Vista Countdown: 5 Days
Vista's release is no cake walk for Microsoft, owing in part to the fact that the internet is a very different animal than it was the last time Microsoft released a new OS. We now have the marvel that is BitTorrent, and as you might imagine it's as much a thorn in Microsoft's side as it is the movie industry's. Computerworld has an interesting article on the piracy challenges Microsoft is facing even before Microsoft hits retail shelves. "The pirates that cracked early copies of Vista all sidestepped Microsoft's latest antipiracy technology, the Software Protection Platform," the article goes. "SPP is supposed to shut down any copy of Vista not registered to Microsoft over the Internet with a legitimate, paid-up license key within the first 30 days." Microsoft is trying to scare consumers off pirated copies of Vista with boogey-man stories of viruses and malware, which I'd say probably isn't too effective on the sorts of people who are in the habbit of trolling BitTorrent for pirated operating systems.
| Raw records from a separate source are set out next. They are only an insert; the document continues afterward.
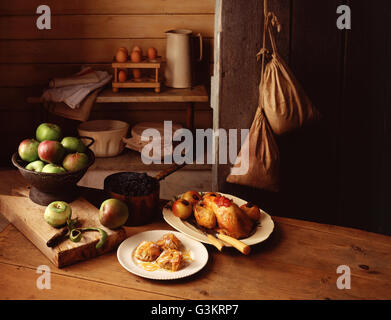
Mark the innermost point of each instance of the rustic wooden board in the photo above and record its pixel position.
(28, 218)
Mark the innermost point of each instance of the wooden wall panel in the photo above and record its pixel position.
(309, 169)
(365, 119)
(87, 32)
(103, 26)
(336, 171)
(240, 42)
(80, 50)
(70, 7)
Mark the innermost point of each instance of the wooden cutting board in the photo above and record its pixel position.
(28, 218)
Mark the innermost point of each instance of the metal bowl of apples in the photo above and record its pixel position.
(53, 165)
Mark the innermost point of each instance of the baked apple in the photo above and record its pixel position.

And speaking of malware, Webroot Software, makers of Spy Sweeper, have issued a press release warning of "potentially ineffective blocking capabilities in Windows Defender, slow definition updates, and weak anti-virus capabilities in the default anti-spyware and anti-virus components of Microsoft's Windows Vista operating system and Live OneCare suite." Are there really scary vulnerabilities in Vista and gaping holes in its anti-malware software? Well, probably, but what Webroot is doing here ain't public service. Webroot's CTO Gerhard Eschelbeck says the company wants to help cunsumers "make informed decisions about their computing security needs," which, if he has his way, means loads of them buying Spy Sweeper for their new Vista setups.